Now we have a bunch of debates ahead of us, I think we could spare a few for the minor leagues. This way if one of them shows promise and actually can raise more than a thousand dollars they might have a shot of moving up with the other candidates.

Mitt Romney is a great example. Guy looks like he has no shot at being president. Has a bad name that my fiance still says “His name is Mitt? Like a Glove? Really”, has an ever changing view of the world, has little shot. But he raised a boatload of money. Still polling not so great but is polling at more then 10%. He is in the major leagues. Dennis Kucinich on the other hand, wow, not a chance in hell.

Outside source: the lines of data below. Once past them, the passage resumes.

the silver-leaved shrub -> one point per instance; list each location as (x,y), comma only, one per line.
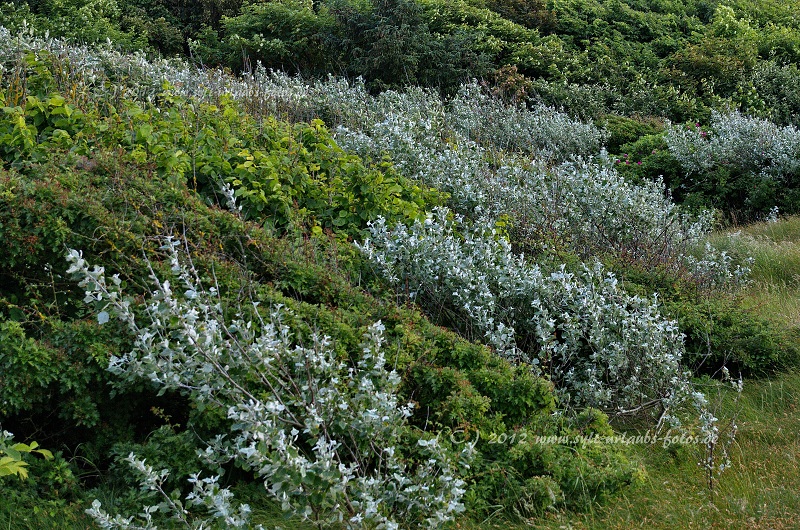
(603,347)
(329,438)
(750,145)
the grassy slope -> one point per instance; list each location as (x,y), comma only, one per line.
(760,490)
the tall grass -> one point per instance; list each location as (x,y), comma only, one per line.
(774,290)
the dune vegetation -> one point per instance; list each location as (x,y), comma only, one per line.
(399,264)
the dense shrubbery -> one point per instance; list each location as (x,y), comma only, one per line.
(112,176)
(113,153)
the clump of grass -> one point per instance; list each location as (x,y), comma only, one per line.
(774,290)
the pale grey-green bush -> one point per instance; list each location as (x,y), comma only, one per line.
(328,439)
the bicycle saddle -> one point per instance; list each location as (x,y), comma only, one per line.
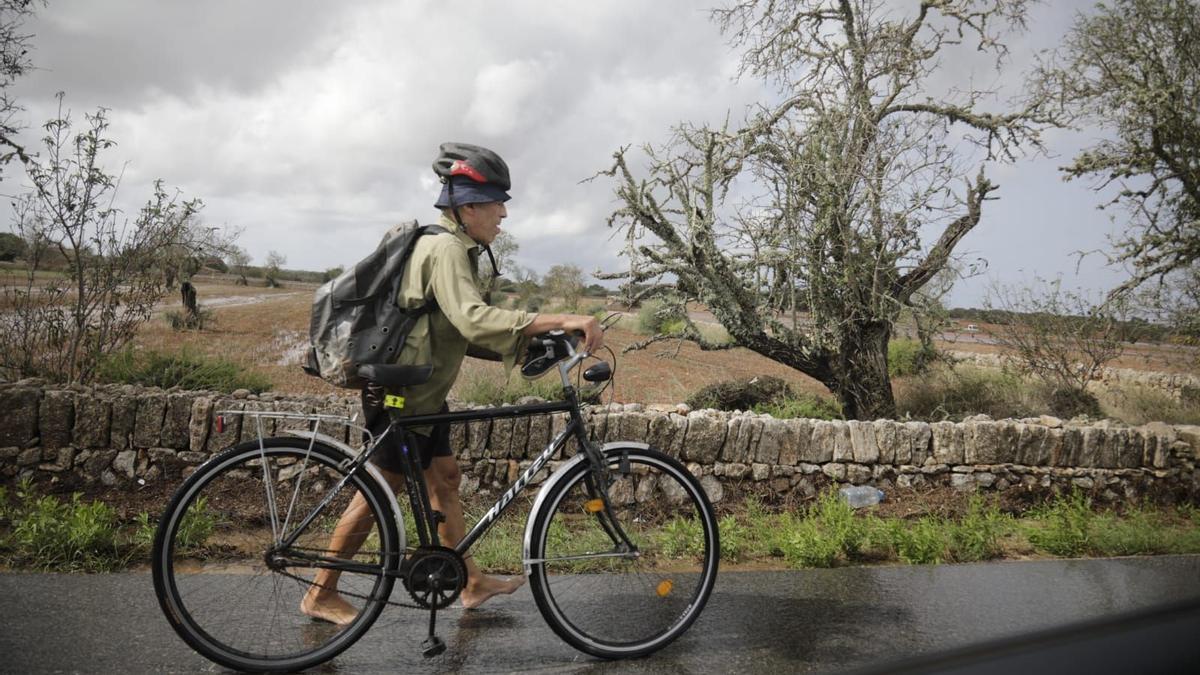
(395,376)
(545,351)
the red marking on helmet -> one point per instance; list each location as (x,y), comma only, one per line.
(461,167)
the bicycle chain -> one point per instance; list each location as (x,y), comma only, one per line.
(349,593)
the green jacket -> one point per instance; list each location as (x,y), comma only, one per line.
(443,269)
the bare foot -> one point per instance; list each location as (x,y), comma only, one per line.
(328,605)
(478,592)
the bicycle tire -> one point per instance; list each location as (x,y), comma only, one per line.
(209,560)
(624,607)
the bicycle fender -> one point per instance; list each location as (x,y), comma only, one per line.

Putting ten people on a stage and giving them fifteen seconds to talk isn’t a debate. It is a masters degree course in wasting peoples time. But more then that it is a twelve credit course which counts for your thesis and is dual credit toward a PhD, which is to say PLEASE STOP TORTURING US.

It isn’t at all an affront to democracy to concede that Mike Gravel isn’t going to be president. Nothing in the constitution guarantees someone that the overwhelming majority of Americans don’t agree with, don’t support, won’t give money too and don’t know even after they have been introduced fifteen times, needs to be given an equal chance to be president.

The debates suck not because of the medium but because of the message. Lets end the misery and change the content, then we will all be happy.